## 17-clue and 18-clue Sudoku update

Everything about Sudoku that doesn't fit in one of the other sections
ronk wrote:
gsf wrote:
ronk wrote:
gsf wrote:using two different algorithms I just confirmed that G, |G|=41347, is closed under {-5+5}

So unknown 17s have Hamming distance d > 10 from all members of (code) set G ...

... if/when we are able to compute the {-5+5} closure of G

Color me confused, as I thought that's what your first statement above said.

aha
I had to rewrite a few times before sending -- and your confusion confirms I didn't get it quite right
there's too many closures in scope

the computation I did was to take G (the known 17s), do a {-5} (5-off) to derive all 12 clue subgrids,
and then did a closure based on the subgrids using a connected components and disjoint set union algorithms
this particular closure does not generate new 17sbut instead determines paths from any known 17 to any other known 17 via the 12s
this closure yielded one equivalence class
which means that all of the known 17s are in the {-5+5} closure
I think it was coloin that mentioned the possibility of this computation a few posts back

its neat that we can assert this without computing the entire {-5+5} closure

so my previous reply was based on this interpretation of unknown:
since we haven't confirmed the {-5+5} closure of G, some unknowns could be in that closure
there could also be other unknowns outside the closure or the {-5+5} closure could contain all 17s
gsf
2014 Supporter

Posts: 7306
Joined: 21 September 2005
Location: NJ USA

gsf wrote:I had to rewrite a few times before sending -- and your confusion confirms I didn't get it quite right
there's too many closures in scope

Indeed...

Basically the class is CLOSED if it contains *all* 17s that can be obtained from any of the others by a "move" (in your case {-5+5} but the concept is general).

The class is CONNECTED if for any two 17s you can move from one to the other via an entire *sequence* of moves using other 17s as intermediate steps.

What we know from Glenn's work is that this graph is connected, even though we may not know the entire closure... basically at the moment we can view our existing collection of 17s as the "visible" portion of a possibly much larger "submerged" graph with new vertices waiting to be found. Doing a full {-5+5} on any vertex (impossible I know) is equivalent to completely hauling THAT VERTEX and all of its neighbours out of the water, thus possibly revealing new vertices.

What *I* want to know is more detail about the structure of the graph on the 17s... what are the degrees of the vertices (i.e. the number of neighbours that each puzzle/vertex has), which puzzles have the highest degree etc. (Could it even be that this graph is a scale-free graph in the Barabasi et al sense?)

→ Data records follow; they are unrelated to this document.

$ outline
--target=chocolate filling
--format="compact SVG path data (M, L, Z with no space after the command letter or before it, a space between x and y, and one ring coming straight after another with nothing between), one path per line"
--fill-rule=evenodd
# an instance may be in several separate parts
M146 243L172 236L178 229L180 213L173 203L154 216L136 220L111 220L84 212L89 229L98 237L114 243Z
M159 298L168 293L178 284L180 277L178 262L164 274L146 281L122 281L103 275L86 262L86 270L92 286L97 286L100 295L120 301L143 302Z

I can see that at some stage I will have to compute this darn graph myself and just confirm your numbers....

Cheers

Gordon
gfroyle

Posts: 214
Joined: 21 June 2005

gsf wrote:
Code: Select all
`distance 20.......1.4.........2...........5.4.7..8...3....1.9....3..4..2...5.1........8.6......2...1.4...3.6...............5.3....1....7.6...4....5.....4...8.7........1...2.`
Can you explain ? I thought it would be 15:
Code: Select all
`.......1.4.........2...........5.4.7..8...3....1.9....3..4..2...5.1........8.6.......7...54..2..3...............5...78.....4....1.9....3..4......5......9...8..2..`
ravel

Posts: 998
Joined: 21 February 2006

ravel wrote:Can you explain ? I thought it would be 15:
Code: Select all
`.......1.4.........2...........5.4.7..8...3....1.9....3..4..2...5.1........8.6.......7...54..2..3...............5...78.....4....1.9....3..4......5......9...8..2..`

Ravel is correct.. the Hamming distance is (at most) 15...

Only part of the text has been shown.